I’d like to introduce a new feature to you today….it’s called Studio Spaces. For Studio Spaces, I will choose one Indie Fixx Shop artist or designer to highlight through photos of their studio space and a short interview. I am always fascinated by how people set-up and decorate their creative spaces and I also like to hear about what inspires them. I know you guys are interested in the same stuff too, so I hope you like the new feature.
The first designer I’d like to introduce you to is Jennifer Ramos from Textile Fetish. Jennifer started her home-based business,Textile Fetish, in the winter of 2001 and she creates and sells one-of-a-kind, handmade items, made mostly from reclaimed and recycled materials. Currently, I carry several designs of hot beverage cup sleeves from Textile Fetish in the Indie Fixx Shop. Both decorative and functional, they can help you reduce the amount of waste from those coffees-on-the-go, which I know I am guilty of indulging in.
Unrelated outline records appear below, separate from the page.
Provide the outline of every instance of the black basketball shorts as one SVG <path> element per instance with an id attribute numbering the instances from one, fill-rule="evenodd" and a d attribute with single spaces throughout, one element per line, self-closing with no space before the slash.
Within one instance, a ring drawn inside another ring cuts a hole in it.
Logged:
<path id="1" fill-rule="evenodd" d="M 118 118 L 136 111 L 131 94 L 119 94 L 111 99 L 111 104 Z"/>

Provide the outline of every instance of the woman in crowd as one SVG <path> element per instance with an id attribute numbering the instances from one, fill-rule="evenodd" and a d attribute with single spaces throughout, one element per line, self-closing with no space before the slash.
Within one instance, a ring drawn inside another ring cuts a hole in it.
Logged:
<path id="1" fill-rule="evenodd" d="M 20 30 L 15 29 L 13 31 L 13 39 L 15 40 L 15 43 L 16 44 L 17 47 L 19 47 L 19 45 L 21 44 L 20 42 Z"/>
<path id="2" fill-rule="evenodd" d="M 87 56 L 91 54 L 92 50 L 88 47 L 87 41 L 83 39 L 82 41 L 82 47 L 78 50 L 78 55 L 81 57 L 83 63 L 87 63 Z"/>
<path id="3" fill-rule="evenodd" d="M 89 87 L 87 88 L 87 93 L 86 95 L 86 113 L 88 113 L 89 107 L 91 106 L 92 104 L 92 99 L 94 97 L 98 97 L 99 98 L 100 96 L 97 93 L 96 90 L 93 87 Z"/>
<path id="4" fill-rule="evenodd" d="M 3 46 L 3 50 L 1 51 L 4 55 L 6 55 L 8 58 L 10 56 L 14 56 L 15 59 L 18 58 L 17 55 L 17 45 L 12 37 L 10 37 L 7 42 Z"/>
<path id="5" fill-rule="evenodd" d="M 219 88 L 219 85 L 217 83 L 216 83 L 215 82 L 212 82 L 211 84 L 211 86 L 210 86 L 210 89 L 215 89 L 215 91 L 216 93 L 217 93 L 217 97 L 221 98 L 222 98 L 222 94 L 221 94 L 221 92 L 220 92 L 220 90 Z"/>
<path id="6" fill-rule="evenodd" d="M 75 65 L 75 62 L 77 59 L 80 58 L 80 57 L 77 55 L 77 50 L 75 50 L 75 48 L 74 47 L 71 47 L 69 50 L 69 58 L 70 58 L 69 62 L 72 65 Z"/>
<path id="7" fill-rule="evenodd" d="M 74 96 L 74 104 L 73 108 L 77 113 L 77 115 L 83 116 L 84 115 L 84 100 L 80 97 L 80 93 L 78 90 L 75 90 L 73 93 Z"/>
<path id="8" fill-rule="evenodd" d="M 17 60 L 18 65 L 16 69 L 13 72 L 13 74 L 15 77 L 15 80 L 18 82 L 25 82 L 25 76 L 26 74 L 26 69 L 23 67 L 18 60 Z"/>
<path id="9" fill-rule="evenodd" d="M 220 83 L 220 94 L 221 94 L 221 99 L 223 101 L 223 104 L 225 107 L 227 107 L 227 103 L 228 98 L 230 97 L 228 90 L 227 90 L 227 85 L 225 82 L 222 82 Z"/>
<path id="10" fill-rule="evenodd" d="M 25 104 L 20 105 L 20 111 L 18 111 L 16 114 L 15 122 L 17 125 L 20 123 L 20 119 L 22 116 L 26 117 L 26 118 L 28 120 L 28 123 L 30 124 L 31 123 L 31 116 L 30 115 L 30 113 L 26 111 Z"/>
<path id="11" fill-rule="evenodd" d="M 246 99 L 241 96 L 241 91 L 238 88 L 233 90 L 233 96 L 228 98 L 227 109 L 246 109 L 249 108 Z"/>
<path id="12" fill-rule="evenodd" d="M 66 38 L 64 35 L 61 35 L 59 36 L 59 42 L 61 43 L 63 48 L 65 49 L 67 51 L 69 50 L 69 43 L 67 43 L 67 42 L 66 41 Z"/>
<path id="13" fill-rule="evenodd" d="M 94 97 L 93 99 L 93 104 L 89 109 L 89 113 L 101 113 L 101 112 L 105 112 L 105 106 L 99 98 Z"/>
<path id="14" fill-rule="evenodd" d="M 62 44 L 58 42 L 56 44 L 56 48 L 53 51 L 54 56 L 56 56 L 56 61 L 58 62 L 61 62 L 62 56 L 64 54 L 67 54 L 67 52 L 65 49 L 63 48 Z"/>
Learn more about Jennifer and Textile Fetish from these images of her studio and from my interview with her.
1. What’s the name of your shop and what do you make?
Textile Fetish sells one-of-a-kind, handmade items, made mostly from reclaimed and recycled materials.
2. What’s your favorite thing about your studio or work space? Your least favorite?
My work space is the formal dining room at the front of the house. There’s no wall or door to close it off from the front entryway. So whenever we have a new guest (you know how people look at your space differently when they see it for the first time?) I feel a little shy about it. I do, however, appreciate that the space is all mine and that it has a green wall and has everything I need in one place. It’s taken a long time to get it to this point.
3. What do you listen to or watch while you work?
Netflix “watch instantly” documentaries, scary ones about food and government corruption, and also old tv shows like Emergency and Adam 12. Or The Office. Or Weeds.
4. What are some of your inspirations in your arts & crafts?
The pairing of the two words, “arts and crafts” reminds me of when my mom had me painting clothespins brown and sticking on tiny googly eyes so we could make reindeer. And I abhor the glue gun! What inspires me in my designs is, 1.) a need for something functional, 2.) the desire to use up small pieces of fabric. Patchwork allows me to piece scraps that can then be cut into what’s required to make other items. It’s a compulsion. It’s a reuse-reuse-recycle obsession. I think a better question is: What inspires me to keep doing this? The economy is up and down and business is not always booming. During those down times, it’s easy to question whether I still have a customer base to sufficiently support what I do, and whether I ought to go more mainstream or close-up shop altogether and go back to my State job. That’s when I watch documentaries about Daniel Johnston, Charles Bukowski, The Flaming Lips, and Frank Gehry because they help me stay focused. They remind me that a person’s art should remain organic and that even when it fails to bring in loads of money, it continues to serve a greater purpose.
5. Anything you want to share? Doing any craft shows this season, have some new products coming out, or get a really big write-up in a national publication?
So far I have no shows scheduled. I’m hoping that the airlines will straighten out some of their issues and I am especially hoping they do not start limiting checked baggage to one-per-person.
I have an apron design that appears in the new book, A is for Apron by Nathalie Mornu. It’s my first time to be published in print.
Lastly, you can watch me demonstrate how to make a “Super Easy Craft Apron” on the DIY website. This 6-minute clip is from one of the episodes I taped with two of my friends in the summer of ‘06.
6. Who would play you in a movie of your life?
You know, it’s hard to say as this would have to be someone much younger than me. If I live to be pretty old, and I am assuming that the movie of my life won’t be made until my life is, well, coming to a close, well, you see what I’m saying.